OTT: Video, video everywhere, and nary a thing to watch
According to Ooyala's "State of the Broadcast Industry 2018" report, the over-the-top (OTT) video world may offer too many choices to be ...
The report - which draws on Ooyala's own data and analysis as well as research conducted by other organizations - indicates that viewers are embracing content anywhere, on any device. However, it also indicates that Millennials, arguably the key demographic for streaming services, already are overwhelmed with the plethora of options - estimated by Parks Associates to include more than 200 OTT services in North America alone. Some 49% of viewers saying there are now too many TV programs from which to choose, according to Hub Entertainment.

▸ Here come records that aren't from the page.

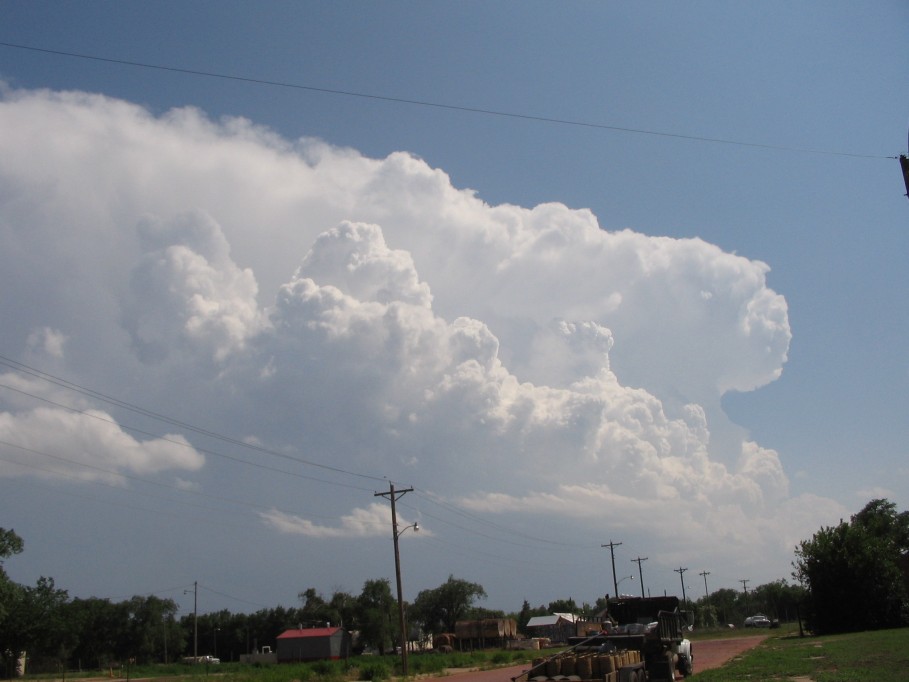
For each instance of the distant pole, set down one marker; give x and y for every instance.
(195, 620)
(393, 496)
(615, 585)
(640, 573)
(681, 572)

And yet amid all this abundance, Millennials also indicate they are not completely satisfied with their current OTT services, per Morning Consult. Consumer frustration is expected to drive improvements in the OTT experience: streamlined authentication, better content curation, personalization and easier search and discovery, Ooyala predicts.

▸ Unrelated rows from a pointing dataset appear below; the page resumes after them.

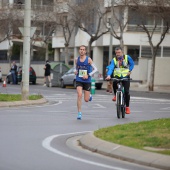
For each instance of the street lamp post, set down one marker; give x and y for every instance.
(26, 50)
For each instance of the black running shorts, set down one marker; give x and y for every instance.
(85, 86)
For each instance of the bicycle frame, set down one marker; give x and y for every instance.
(120, 101)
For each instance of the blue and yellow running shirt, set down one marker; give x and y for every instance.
(83, 68)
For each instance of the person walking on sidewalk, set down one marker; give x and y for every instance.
(14, 72)
(121, 66)
(47, 73)
(109, 87)
(84, 69)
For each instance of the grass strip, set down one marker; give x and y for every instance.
(154, 134)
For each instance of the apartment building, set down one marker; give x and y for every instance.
(135, 43)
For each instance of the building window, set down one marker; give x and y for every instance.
(146, 52)
(133, 51)
(166, 51)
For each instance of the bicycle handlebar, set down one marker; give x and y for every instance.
(122, 79)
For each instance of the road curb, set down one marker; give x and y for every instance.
(90, 142)
(23, 103)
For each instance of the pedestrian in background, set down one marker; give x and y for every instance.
(14, 72)
(47, 73)
(84, 69)
(109, 87)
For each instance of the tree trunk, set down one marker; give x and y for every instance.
(89, 48)
(151, 81)
(66, 54)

At the same time, mobile viewing is expected to continue to grow. Surveys predict that mobile video viewing will account for 75% of mobile data traffic by 2022, per Ericsson.
"TV viewing is continuing to go to a much more personalized, one-to-one experience," said Belsasar Lepe, co-founder and SVP of Products and Solutions at Ooyala. "Where previously you might have sat with your family and consumed your favorite show together, it's going to be online and much more personalized with additional features such as virtual and augmented reality."

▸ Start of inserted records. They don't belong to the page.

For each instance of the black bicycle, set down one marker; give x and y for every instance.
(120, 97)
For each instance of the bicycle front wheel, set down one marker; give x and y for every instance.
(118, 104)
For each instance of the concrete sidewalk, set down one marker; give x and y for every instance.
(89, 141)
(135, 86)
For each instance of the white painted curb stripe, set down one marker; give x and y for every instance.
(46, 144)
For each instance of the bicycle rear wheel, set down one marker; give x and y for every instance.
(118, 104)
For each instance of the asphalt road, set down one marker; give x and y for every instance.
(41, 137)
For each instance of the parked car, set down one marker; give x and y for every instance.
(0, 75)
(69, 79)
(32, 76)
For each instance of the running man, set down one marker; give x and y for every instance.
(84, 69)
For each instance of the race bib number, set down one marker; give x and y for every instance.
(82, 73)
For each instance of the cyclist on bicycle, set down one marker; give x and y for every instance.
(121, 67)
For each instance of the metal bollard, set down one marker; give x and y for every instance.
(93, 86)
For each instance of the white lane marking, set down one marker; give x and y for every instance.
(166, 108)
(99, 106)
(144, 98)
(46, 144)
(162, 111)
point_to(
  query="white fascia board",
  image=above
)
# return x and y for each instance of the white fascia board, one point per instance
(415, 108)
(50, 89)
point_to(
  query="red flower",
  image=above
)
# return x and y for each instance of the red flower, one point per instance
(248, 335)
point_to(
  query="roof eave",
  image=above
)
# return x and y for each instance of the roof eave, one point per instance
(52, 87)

The Ooyala report identifies several areas of focus by content distributors as they seek to attract and maintain share of view. These include:
- Format experimentation - Content delivery services are experimenting with formats, such as vertical video or mobile-specific content series, to optimize the TV anywhere viewing experience.
- Social media - Major social-media platforms, including Facebook (with an estimated $1 billion content spend next year), Twitter and Snapchat - all grasping the growing role of video online - are jumping into the streaming pool with big investments in long- and short-form video.
- Bundling - Skinny bundles are gaining traction, and distributors are expected to end the year with more than 3 million U.S. consumers subscribing to mini-bundles, per comScore. More bundling experiments are expected in 2018.
- IP technology - Traditional TV companies - broadcasters and cable programmers alike - are going all-in on IP technology, focusing on the related metadata, which providers believe will drive critical advances in every area of video delivery. The next-generation broadcast TV standard, ATSC 3.0, is an example. This embrace of data is expected to be crucial to TV industry success during the next five years.
- Original content - Though some viewers are saying "too much content," creators are attracting viewers with a combination of originals and exclusives, the budgets for which are expected to grow. Consequently, distributors are expected to have less patience for the time it has traditionally taken to build audiences, and they may be quick to cancel shows. Content creators are also expected to pursue new revenue streams (subscription plus advertising, more merchandising of shows, etc.).